Industry asserts these fragments are benign. The phrase rolling around the Internet sounds like this: “Balloons decompose at the same rate as an oak leaf.” The balloon lobby has been enlightening local councils with this nugget since the late-1980s, when this “oak leaf” study was commissioned. (By Du Pont.) A researcher dried balloon pieces then left them outside, in earth and in water, for six weeks. The balloons did not decompose completely by the end of the study: they broke into smaller pieces.

Last year, at the University of Queensland Moreton Bay Research Station on Stradbroke Island, I observed Honours student Lauren Roman conduct necropsies on seabirds found dead along the coasts of Queensland and northern NSW. These birds showed signs of malnutrition. All had plastic fragments in their stomachs. Some contained pieces of balloon. One shearwater’s gut was so full of balloon fragments they had backed up its esophagus. I do not doubt that this bird starved to death because its stomach was stuffed with fragments of latex balloon, leaving no space for real nourishment.

Balloon debris is deadly litter.

But hang on. My kids have a right to fun and wonder. My loved ones have a right to celebrate my life by releasing latex helium-filled balloons at my funeral. Banning balloons? That’s demonising the universal symbol for “party”. What’s next for the fun police? Face painting?

Understandably, the Balloon Artists and Suppliers Association (BASA) rejects calls for a balloon release ban. BASA’s Queensland president Gunter Blum believes a ban would affect “a thousand (balloon) suppliers in Queensland.”

It’s not about the actual ban, he adds, rather a knock-on “perception that helium balloons are bad.” BASA wants to do the right thing. Their guidelines encourage responsible releases: no plastic ties, degradable string. They also want to sell balloons.

Addressing the petition, Environment Minister Andrew Powell acknowledged balloons “have potential to create an environmental impact… (particularly) in the marine environment where they may be eaten by turtles and other animals.” Powell’s position is that a ban is not the best way to address this, preferring to invest in “education and awareness, along with partnerships with industry sectors and peak bodies such as the Balloon Artists and Suppliers Association” as the most effective way to reduce balloon litter. However, Blum concedes that, at 26 members, BASA does not have the ears of the large majority of balloon suppliers. With such low industry representation, the government would not be dealing with the majority of balloon sellers.

Keep Queensland Beautiful CEO Rick Burnett believes this is a litter issue. “Helium balloons are litter about to happen,” he says. “Litter is an environmental problem that is growing with population growth and lack of awareness. Helium balloons are one of many forms of litter.” New South Wales banned releases of more than 20 balloons years ago. So has the Sunshine Coast Regional Council, due to concern about the impact of balloon debris in the marine environment.
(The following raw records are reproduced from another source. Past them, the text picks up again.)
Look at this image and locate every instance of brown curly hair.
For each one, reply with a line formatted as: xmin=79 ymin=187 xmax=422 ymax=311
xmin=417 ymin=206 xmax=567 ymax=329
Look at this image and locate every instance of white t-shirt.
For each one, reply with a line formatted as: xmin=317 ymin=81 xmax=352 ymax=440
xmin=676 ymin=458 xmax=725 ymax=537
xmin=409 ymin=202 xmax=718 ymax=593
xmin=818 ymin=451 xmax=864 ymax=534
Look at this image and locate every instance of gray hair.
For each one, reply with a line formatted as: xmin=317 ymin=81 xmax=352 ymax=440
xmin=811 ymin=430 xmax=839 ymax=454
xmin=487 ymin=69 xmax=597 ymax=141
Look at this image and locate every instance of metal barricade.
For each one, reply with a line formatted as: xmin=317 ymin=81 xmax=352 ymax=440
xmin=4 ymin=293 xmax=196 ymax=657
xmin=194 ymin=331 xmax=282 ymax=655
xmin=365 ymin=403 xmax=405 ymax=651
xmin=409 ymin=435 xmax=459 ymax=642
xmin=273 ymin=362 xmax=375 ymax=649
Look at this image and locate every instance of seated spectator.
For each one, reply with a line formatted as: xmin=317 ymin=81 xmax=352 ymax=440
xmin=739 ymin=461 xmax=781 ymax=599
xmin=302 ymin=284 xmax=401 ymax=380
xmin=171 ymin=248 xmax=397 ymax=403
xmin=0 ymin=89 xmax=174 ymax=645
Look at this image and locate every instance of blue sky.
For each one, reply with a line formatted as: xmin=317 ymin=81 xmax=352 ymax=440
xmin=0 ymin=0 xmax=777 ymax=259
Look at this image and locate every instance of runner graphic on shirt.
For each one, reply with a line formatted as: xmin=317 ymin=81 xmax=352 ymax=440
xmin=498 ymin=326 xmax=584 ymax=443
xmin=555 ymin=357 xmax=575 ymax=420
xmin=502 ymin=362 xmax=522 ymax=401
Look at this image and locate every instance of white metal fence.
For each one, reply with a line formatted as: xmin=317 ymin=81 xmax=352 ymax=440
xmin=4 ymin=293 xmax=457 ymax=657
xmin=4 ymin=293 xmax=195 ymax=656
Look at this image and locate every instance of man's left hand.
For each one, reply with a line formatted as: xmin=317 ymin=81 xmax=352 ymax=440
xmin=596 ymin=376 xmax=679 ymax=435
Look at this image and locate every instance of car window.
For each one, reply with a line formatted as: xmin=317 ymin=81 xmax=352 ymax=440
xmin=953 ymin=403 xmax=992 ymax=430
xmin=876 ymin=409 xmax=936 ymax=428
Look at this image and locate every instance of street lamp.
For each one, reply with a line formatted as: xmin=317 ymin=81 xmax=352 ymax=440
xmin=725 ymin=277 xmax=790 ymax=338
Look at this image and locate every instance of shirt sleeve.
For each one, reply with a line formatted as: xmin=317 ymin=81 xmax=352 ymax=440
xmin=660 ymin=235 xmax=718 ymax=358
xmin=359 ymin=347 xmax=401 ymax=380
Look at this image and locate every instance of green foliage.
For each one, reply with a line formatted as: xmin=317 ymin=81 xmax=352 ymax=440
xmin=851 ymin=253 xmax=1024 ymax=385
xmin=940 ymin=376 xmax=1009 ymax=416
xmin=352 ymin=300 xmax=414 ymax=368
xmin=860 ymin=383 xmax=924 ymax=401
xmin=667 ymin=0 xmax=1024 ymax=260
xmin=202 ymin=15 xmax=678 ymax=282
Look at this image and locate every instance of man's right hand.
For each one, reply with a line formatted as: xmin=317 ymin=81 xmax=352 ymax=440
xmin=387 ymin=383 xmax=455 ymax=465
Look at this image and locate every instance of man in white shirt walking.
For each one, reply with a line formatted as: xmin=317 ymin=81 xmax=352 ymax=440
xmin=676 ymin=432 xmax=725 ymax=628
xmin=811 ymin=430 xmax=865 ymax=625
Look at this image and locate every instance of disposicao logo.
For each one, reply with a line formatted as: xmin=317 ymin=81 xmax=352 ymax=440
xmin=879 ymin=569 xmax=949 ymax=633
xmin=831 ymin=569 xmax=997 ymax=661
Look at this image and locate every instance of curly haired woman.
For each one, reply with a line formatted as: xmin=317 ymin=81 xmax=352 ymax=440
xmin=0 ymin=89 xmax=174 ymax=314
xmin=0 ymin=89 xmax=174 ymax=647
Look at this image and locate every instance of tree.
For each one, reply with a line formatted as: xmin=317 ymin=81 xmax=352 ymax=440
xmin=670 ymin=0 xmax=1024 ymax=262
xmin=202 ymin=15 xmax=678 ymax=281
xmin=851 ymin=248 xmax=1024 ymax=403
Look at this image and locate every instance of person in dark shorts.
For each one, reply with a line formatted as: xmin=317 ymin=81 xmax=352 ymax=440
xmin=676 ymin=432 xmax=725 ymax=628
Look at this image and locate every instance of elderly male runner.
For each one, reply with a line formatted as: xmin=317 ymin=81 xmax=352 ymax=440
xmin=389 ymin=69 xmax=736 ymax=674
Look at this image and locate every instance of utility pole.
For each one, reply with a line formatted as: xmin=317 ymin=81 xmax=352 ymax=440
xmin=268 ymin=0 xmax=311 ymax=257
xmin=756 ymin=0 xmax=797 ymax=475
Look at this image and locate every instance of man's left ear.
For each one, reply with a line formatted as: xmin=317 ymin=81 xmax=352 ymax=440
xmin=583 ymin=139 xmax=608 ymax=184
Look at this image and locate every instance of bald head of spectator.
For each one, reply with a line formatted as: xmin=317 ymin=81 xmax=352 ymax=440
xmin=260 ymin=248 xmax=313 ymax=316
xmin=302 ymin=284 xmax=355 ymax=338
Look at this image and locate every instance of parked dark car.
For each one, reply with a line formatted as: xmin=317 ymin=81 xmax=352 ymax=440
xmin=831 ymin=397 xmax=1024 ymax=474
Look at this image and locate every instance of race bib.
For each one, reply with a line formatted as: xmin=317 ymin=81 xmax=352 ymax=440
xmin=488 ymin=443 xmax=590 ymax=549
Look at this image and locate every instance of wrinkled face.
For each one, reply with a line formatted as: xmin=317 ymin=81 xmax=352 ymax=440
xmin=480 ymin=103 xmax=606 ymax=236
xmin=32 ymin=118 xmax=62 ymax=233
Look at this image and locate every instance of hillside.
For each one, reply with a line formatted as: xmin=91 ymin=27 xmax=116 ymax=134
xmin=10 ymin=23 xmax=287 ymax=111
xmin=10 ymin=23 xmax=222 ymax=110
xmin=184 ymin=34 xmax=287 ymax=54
Superfluous regulation is this government’s avowed bête noir. (Unless, of course, you’re a bikie.) The Environment Minister doesn’t want a ban. Yet legitimising the mass release of helium balloons by NOT banning them gives a covert message to the public that it’s ok to litter.

Balloons are not bad. Letting them go is.

I’d extend a ban to halt handing out free helium balloons for any public promotion. Did anyone who attended last year’s Ekka count the number of escaped LNP balloons rising skyward? I gave up at 50. Where did that litter all go? Even BASA concedes that balloons escape. Of 1500 balloons they handed out a recent tunnel launch, Blum counted 113 on the roof of the tunnel a couple of hours later. Lucky the tunnel had a roof.

Releasing helium balloons is littering. We prosecute other forms of littering. Why legitimise this shiny one? Caroline Gardam is a Queensland writer and ethical marketer. Last year, she worked with Queensland Conservation to launch the Plastic Bag Free Queensland campaign.